Both practices are perfectly in line with behavioral science. Customizing the product yourself is the ‘IKEA effect’, the IKEA furniture store that is IKEA, and studies have shown that allowing customers to be involved in the making of the product increases the perceived value of the product. And allowing you to track the progress of the product throughout the process is called ‘operational transparency’ ……

It seems like the lessons of sales have been everywhere for a long time. There’s even an argument that these psychological effects are more important than the technology of the product, because in today’s day and age, sales are more important than product performance.

Think about whether that’s true or not.
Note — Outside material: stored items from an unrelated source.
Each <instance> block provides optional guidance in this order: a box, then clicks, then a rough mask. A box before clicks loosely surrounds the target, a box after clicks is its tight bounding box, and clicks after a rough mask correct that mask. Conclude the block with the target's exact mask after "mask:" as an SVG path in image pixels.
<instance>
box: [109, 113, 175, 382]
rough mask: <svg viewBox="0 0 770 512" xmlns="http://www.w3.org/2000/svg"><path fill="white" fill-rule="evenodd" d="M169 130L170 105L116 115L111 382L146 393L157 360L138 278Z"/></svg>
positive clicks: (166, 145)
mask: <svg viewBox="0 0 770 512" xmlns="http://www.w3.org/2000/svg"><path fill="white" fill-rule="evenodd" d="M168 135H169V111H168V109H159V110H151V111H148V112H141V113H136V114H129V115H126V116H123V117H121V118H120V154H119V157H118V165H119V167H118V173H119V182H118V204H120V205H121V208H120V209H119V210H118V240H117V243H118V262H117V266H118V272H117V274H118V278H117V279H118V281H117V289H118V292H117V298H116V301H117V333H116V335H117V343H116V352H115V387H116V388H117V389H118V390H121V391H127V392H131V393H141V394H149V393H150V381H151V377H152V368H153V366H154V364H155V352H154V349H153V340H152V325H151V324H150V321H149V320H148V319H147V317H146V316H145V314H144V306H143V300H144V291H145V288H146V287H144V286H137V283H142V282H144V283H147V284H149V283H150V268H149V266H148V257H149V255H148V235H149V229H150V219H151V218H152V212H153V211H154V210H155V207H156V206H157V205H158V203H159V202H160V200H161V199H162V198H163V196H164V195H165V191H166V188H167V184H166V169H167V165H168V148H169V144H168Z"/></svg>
Sometimes you really have a hard time saying just how much people buy things for practical purposes and how much for emotional needs ……

What follows is a book that teaches you how to use behavioral science in five ways -

  1. strengthening trust without changing the facts;

  2. helping to make decisions without limiting choices;

  3. Trigger action without forcing a response;

  4. increase loyalty without increasing rewards;

  5. improve the experience without changing the timing.

Let me explain each of these.

Commentary

[1] Elite Day Class Season 1, Answer to Reader’s Question 丨How to tell a good story?

Highlight

  1. The routines used by merchants have been evolved built into our brains.
  2. All System 1 heuristics can be compiled into a TRIZ-like system into checklists, manuals, and systematic solutions.
  3. Successful people are similar and have rules to follow, while failures have no rules, and each has its own failures. This shows that success can be learned, do not pursue the whimsical, but the pursuit of the rules.